Manduke's cowboy saddle arrives at the polo field (left) to be taken off for the last time (right) by his son, Peter Baldwin.

On Christmas day, 2002, The Maui Polo Club lost one of its own. Legendary polo player Richard "Manduke" Baldwin.
Below is the story that made the front page of The Maui News. It was copied with permission from The Maui News and Valerie Monson, a staff writer for the local paper.

The Maui News. Monday January 13 th. 2003.
By Valerie Monson.

MAKAWAO -- The crowd at the Haleakala Ranch polo field was as big Sunday afternoon as it's ever been in its 50-year history, but the horse they were waiting for was the one with no rider.
Nearly every kamaaina family and cowboy on the island had come to honor the late Richard "Manduke" Baldwin, 91, the eminent cattleman and rancher who was the leader of the legendary Maui polo team of the 1950s that was feared by players from all over the world.

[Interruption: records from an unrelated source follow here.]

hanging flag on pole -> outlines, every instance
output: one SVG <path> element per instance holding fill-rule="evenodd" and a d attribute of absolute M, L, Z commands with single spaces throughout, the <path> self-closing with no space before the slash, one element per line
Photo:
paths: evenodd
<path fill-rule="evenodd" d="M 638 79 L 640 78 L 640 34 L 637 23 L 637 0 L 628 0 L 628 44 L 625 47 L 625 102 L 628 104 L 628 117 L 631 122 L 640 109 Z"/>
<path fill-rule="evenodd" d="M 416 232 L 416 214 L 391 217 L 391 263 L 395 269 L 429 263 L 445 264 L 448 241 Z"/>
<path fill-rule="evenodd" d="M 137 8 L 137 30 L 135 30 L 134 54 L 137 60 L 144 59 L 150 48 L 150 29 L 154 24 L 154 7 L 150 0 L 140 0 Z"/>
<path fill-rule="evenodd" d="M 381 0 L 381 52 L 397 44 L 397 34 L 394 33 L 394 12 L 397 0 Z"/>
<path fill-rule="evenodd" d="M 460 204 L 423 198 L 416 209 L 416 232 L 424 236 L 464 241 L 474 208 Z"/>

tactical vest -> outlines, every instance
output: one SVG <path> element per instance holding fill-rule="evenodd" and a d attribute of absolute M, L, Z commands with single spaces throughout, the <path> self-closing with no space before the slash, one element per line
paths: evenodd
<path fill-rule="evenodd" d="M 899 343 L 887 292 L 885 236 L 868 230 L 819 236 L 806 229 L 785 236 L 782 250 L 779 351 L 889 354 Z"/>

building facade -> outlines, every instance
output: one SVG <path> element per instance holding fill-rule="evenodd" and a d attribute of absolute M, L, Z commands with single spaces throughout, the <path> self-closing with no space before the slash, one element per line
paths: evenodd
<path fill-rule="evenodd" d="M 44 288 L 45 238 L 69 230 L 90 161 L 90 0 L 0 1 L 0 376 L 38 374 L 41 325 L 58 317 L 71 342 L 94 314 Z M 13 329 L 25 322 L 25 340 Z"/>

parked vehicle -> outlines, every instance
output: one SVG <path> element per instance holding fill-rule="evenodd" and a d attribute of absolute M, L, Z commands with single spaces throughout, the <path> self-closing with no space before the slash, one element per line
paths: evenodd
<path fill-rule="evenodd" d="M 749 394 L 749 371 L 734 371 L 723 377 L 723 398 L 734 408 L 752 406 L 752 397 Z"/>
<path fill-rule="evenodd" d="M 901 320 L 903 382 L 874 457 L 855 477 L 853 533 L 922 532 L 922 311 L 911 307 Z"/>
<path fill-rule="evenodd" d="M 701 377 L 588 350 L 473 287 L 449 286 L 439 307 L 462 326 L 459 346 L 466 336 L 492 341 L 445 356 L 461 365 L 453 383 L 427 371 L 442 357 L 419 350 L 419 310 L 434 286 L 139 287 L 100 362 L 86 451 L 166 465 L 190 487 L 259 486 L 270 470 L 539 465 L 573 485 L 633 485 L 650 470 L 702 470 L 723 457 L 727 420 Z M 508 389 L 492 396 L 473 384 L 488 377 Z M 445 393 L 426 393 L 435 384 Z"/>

Baldwin died Christmas Day after several years in failing health.
As the riderless horse came to a halt, Baldwin's saddle was untacked for the last time by his eldest son, Peter, and a high-spirited chapter in Maui's history came to a close. But to insure that those memories will never be forgotten, the grassy arena off Kekaulike Highway was officially renamed "The Manduke Baldwin Polo Field" and the throng was assured that the great horseman had truly moved on to greener pastures. "Polo heaven is where all polo players go when their chukker here is up," said Frank Crozier, before launching into an imaginary play-by-play of a Maui match that featured Baldwin and his famous teammates, Oskie Rice and Gordon von Tempsky.
From the edge of the crowd, Mary Evanson found herself drifting back to those simpler times on Oahu where families would gather at Kapiolani Park or the old Honolulu Stadium to take in the weekend matches  and to marvel over the men from Maui. "Even when we lived on Oahu, we always used to cheer for Maui , Maui no ka oi!" remembered Evanson. "My brothers used to get the broken mallets and play bicycle polo."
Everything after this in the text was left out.